Joanna Hao
2026
What Does Alignment Cost? The Structural Brittleness of Chain-of-Thought Reasoning
Joanna Hao | Shanduojiao Jiang | Sai Asish Nakka
Proceedings of the 4th Workshop on Towards Knowledgeable Foundation Models (KnowFM 2026)
Joanna Hao | Shanduojiao Jiang | Sai Asish Nakka
Proceedings of the 4th Workshop on Towards Knowledgeable Foundation Models (KnowFM 2026)
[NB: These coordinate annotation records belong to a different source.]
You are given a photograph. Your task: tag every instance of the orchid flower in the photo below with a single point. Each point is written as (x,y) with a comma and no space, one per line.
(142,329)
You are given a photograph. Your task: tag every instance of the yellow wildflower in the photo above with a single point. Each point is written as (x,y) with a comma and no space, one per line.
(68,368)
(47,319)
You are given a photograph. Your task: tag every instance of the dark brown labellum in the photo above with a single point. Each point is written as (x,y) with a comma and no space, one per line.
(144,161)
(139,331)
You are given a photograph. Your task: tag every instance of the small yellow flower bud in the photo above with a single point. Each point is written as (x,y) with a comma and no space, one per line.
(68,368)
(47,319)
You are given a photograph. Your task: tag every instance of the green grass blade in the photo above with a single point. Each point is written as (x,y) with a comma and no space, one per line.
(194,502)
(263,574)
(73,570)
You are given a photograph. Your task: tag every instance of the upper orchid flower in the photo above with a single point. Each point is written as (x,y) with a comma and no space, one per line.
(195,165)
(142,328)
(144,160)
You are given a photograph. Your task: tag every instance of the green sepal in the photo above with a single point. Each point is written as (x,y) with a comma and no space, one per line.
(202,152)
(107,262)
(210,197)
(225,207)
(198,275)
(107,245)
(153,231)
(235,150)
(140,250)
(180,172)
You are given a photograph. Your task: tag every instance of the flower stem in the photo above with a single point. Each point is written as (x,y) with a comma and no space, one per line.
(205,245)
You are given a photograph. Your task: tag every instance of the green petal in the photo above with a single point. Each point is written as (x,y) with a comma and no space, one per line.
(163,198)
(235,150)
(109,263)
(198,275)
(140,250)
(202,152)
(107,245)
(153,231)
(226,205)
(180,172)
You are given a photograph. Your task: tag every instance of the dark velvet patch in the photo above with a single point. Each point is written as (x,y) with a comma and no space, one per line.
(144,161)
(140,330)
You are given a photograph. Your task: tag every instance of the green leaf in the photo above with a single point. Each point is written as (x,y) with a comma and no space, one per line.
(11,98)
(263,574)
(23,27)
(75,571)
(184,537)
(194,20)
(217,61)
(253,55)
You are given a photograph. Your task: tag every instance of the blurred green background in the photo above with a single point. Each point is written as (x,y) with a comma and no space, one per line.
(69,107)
While Chain-of-Thought (CoT) prompting enables Large Language Models to explicitly justify their predictions, the extent to which these textual rationales faithfully reflect internal computation remains unclear. We investigate the circuit-level impact of alignment by performing a strict within-family comparison of the 1B-parameter Llama 3 architecture (Base vs. Instruct). Executing dynamic circuit discovery and dual-direction resample ablation on unconstrained CoT traces across synthetic mathematical primitives and a GSM8K proxy, we find that foundation models possess highly redundant, self-repairing computational networks; completely corrupting their primary reasoning circuits yields a minimal performance drop (2.92%) due to the dynamic compensation of backup heads (the Hydra Effect). In contrast, the instruction-tuned model exhibits reduced structural redundancy, suffering more than double the degradation (6.79%) under identical perturbation. We formalize our observation as an "Alignment Tax on Redundancy": optimizing for human-preference compliance repurposes dormant backup circuits, centralizing mathematical routing and rendering the aligned model’s reasoning pathways significantly more vulnerable to internal perturbation.